HW 06 - Bring it together
This homework is due December 16 at 11:59pm ET.
Learning objectives
- Train and evaluate a machine learning model
- Utilize tuning parameters to increase model performance
- Evaluate the performance of machine learning models
- Explain how machine learning models make predictions
Getting started
Go to the info4940-fa24 organization on GitHub. Click on the repo with the prefix hw-06. It contains the starter documents you need to complete the homework.
Clone the repo and start a new project in RStudio.
Packages
Guidelines + tips
- Set your random seed to ensure reproducible results.
- Use caching to speed up the rendering process.
- Use parallel processing to speed up rendering time. Note that this works differently on different systems and operating systems, and it also makes it harder to debug code and track progress in model fitting. Use at your own discretion.
For the love of all that is pure in this world, please consider how to present the results of your modeling efforts. Do not just rely on raw output from R to tell us what we need to know.
- Your plots should include an informative title, axes should be labeled, and careful consideration should be given to aesthetic choices.
- Maybe condense information into one or a handful of custom graphs.
- You can create simple formatted tables using {gt}
Remember that continuing to develop a sound workflow for reproducible data analysis is important as you complete this homework and other assignments in this course.
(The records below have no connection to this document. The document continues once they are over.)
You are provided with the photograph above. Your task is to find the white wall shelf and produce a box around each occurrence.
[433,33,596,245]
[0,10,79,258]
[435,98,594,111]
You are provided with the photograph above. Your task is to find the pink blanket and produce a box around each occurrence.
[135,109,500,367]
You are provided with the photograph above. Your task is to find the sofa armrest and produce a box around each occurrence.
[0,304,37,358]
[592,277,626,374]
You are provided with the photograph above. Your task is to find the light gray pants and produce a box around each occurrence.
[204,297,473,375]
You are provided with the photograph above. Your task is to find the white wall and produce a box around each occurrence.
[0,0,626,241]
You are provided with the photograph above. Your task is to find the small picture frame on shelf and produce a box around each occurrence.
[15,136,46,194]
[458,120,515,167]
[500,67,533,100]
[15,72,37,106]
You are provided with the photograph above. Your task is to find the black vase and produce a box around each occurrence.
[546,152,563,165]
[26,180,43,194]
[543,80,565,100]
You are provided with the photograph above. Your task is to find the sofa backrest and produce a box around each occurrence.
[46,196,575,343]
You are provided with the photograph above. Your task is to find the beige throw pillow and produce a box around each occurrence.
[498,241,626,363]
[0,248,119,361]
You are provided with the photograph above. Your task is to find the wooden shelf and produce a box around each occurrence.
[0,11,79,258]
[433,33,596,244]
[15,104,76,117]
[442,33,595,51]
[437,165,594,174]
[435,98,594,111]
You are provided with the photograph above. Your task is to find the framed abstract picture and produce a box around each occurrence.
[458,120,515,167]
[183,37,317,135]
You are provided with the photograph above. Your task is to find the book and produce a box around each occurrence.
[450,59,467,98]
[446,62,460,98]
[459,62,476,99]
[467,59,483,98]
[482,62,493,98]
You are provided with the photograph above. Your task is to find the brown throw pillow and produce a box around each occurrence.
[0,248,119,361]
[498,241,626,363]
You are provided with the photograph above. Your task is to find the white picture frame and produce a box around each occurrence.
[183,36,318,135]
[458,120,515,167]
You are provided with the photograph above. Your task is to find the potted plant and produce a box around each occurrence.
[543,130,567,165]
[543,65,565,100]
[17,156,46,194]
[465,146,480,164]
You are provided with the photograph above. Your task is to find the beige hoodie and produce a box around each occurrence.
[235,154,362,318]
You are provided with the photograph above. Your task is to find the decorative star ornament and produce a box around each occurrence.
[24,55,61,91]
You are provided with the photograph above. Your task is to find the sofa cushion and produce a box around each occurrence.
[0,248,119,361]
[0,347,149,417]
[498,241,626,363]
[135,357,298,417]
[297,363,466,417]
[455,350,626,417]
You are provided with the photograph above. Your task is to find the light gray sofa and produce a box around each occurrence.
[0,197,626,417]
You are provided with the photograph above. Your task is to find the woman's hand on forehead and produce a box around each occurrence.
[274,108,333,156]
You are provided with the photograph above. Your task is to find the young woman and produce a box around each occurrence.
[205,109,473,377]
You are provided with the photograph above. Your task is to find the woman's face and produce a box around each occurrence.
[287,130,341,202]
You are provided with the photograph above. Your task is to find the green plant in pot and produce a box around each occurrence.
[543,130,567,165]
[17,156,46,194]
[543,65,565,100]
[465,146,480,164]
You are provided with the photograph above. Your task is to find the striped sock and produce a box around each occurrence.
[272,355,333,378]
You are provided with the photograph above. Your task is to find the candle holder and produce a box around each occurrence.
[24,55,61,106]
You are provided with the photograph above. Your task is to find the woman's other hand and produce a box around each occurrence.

There will be periodic reminders in this assignment to remind you to render, commit, and push your changes to GitHub. You should have at least 3 commits with meaningful commit messages by the end of the assignment.
Workflow + formatting
Make sure to
- Update author name on your document.
- Label all code chunks informatively and concisely.
- Follow the Tidyverse code style guidelines.
- Make at least 3 commits.
- Resize figures where needed, avoid tiny or huge plots.
- Turn in an organized, well formatted document.
Tidy Tuesday
Tidy Tuesday is a weekly data project to promote wrangling and visualization skills. It is hosted by the Data Science Learning Community which aims to “create a supportive and responsive online space for learners” to improve their programming and data analysis skills.
Every week they post a raw dataset on GitHub and ask people to explore the data. The ultimate goal is to apply R skills, get feedback, explore other’s work, and connect with the greater #RStats
community. Contributors frequently publish their work on social media under the #TidyTuesday
hashtag. Datasets are posted on Mondays.
You are expected to solve a predictive problem using a Tidy Tuesday dataset published during 2024.
Exercise 1
Identify your objective. Describe the problem you are trying to solve and the dataset you are using.
Exercise 2
Exploratory analysis. Perform an exploratory analysis of the data. This should include summary statistics, visualizations, and any other relevant information.
Exercise 3
Data preprocessing. Perform and document any required preprocessing steps before you partition the data. Then use an appropriate method to partition the data into training/test sets, and use an appropriate resampling method on the training set.
Exercise 4
Model selection. Train and evaluate some set of machine learning models. This should include some combination of feature selection, feature reduction, feature engineering, and/or hyperparameter tuning. Document what techniques you utilized and report the results using appropriate metrics, tables, and/or visualizations.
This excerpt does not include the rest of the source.